Besturen op afstand, ook in België, is geen sinecure, daar hebben we ons op verkeken. Maar verder is er na de beursgang ook heel veel geld gestopt in de Ajax-opleiding. Daar plukken we nu de vruchten van en in de toekomst zullen we ervan blijven oogsten.”

Binnen de Ajax-muren kijkt men weer vooruit. Slop is van mening dat wat betreft de beursgang alles in de afgelopen zes jaar wel de revue gepasseerd is. Slop: “Feit is dat Ajax nu beursgenoteerd is, wat de club tot de meest transparante voetbalclub van Nederland maakt.

Iedereen weet precies waar hij aan toe is bij Ajax, zowel de supporter als aandeelhouder.” Het aandeel zit weer in de lift en dat is wel eens anders geweest. Slop heeft daar zo zijn eigen gedachten over en steekt die niet onder stoelen of banken: “Ik ben nog steeds van mening dat het aandeel Ajax door de pers kapot geschreven is.

Elke keer moest ik weer lezen dat Ajax een ‘fun’-aandeel, een emotieaandeel of een niet serieus te nemen aandeel was. Het heeft ons een tijd inderdaad niet meegezeten: het hele slechte beursklimaat, maar ook de situatie bij Ajax zelf niet.

Sinds de introductie van het aandeel voor 11,35 euro holde de notering achteruit naar een dieptepunt van zo’n 3,25 euro. Dat is natuurlijk geen reclame voor je aandeel.
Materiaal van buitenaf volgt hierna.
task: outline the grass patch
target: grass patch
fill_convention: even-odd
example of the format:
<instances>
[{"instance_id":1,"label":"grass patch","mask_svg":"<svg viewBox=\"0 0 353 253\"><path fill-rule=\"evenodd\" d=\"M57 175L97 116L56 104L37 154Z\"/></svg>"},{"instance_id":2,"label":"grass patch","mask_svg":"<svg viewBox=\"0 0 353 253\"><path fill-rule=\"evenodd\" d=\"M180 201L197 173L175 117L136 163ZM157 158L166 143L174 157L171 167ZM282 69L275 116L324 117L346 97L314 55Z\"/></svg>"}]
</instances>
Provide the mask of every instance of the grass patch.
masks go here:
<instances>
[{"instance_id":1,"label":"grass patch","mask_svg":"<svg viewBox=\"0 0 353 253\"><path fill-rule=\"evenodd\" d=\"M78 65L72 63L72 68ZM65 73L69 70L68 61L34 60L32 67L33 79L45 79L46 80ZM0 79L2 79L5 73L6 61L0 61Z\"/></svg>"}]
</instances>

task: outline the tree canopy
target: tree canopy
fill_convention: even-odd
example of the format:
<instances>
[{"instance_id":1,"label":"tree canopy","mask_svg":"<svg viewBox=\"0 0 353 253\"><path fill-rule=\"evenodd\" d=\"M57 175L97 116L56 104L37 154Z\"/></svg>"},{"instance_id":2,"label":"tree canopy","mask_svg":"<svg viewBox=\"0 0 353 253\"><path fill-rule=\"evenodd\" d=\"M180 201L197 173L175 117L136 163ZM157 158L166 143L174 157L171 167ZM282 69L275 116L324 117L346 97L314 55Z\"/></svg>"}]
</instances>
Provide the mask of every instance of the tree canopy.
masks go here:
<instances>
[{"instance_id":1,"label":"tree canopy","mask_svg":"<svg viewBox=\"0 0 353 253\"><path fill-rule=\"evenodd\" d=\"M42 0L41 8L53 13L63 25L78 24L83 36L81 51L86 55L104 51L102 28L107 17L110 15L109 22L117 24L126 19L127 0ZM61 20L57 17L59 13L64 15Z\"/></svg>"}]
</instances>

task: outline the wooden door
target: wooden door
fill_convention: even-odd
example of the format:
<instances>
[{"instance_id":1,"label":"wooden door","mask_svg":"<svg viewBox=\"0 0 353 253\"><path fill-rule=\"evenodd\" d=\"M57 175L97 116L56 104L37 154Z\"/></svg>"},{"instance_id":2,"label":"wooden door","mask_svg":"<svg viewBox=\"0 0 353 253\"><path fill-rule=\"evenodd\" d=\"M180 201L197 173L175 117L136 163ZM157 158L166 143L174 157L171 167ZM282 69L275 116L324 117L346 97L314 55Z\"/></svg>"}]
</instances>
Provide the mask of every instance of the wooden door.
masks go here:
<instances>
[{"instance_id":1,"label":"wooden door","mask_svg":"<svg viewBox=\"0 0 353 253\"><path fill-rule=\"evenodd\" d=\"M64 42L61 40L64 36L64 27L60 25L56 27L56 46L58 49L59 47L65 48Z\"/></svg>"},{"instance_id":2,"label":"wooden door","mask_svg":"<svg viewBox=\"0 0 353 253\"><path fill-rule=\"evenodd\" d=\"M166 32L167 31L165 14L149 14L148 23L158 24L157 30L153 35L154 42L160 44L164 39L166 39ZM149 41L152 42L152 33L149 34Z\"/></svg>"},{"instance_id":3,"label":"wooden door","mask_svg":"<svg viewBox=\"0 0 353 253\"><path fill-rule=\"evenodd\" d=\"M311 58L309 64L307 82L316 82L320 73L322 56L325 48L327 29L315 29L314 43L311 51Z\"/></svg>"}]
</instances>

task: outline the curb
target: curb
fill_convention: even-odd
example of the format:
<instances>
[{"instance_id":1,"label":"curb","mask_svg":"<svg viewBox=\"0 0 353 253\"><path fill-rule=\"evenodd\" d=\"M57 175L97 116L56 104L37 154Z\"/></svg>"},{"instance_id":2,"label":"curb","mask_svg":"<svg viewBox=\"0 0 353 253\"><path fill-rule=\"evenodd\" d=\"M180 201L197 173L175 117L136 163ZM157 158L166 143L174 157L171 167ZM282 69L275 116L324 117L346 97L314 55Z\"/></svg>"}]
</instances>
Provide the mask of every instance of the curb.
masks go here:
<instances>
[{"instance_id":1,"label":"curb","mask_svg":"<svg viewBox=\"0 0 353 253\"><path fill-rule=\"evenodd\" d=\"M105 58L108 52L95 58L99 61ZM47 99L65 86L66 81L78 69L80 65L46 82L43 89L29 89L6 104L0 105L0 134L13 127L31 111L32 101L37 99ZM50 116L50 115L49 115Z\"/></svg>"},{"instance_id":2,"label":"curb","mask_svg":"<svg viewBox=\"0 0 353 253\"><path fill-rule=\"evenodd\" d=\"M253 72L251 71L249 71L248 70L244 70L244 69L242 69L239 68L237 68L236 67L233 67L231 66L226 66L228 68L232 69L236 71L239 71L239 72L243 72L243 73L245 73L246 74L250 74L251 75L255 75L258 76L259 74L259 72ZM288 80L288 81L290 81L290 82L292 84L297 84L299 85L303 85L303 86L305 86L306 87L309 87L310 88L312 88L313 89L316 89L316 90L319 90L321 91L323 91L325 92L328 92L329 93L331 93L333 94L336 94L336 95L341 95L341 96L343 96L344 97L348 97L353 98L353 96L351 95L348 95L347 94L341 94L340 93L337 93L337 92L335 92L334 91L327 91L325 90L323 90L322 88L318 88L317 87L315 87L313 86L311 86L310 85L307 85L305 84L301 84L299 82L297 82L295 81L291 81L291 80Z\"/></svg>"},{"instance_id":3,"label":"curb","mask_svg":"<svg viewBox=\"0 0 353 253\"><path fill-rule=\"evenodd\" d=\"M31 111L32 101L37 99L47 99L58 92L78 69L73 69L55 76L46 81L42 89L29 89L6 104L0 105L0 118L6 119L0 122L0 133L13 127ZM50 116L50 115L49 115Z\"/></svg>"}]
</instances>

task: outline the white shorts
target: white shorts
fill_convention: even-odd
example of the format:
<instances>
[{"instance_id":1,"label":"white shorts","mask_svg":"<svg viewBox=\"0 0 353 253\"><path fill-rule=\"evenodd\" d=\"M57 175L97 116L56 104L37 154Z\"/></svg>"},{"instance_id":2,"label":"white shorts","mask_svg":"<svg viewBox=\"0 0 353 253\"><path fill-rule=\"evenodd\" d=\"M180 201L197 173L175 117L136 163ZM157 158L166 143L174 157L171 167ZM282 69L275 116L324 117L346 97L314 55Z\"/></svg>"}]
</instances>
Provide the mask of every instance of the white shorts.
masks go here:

Als je daar dan ook nog eens vijf jaar negatieve pers overheen krijgt, dan gaat dat een eigen leven leiden en gelooft iedereen dat je Ajax als beursfonds niet serieus moet nemen.

Nu bewijst Ajax het tegenovergestelde. Beleggers hadden de afgelopen tijd toch een mooi rendement kunnen halen op ons aandeel. Ik zeg dat de opgaande lijn, zowel van de clubprestaties als op de beurs, niet even een opleving is.

We hebben het dal gehad, de bodem is geraakt. Neem van mij aan, we staan pas aan het begin van de opgaande lijn.”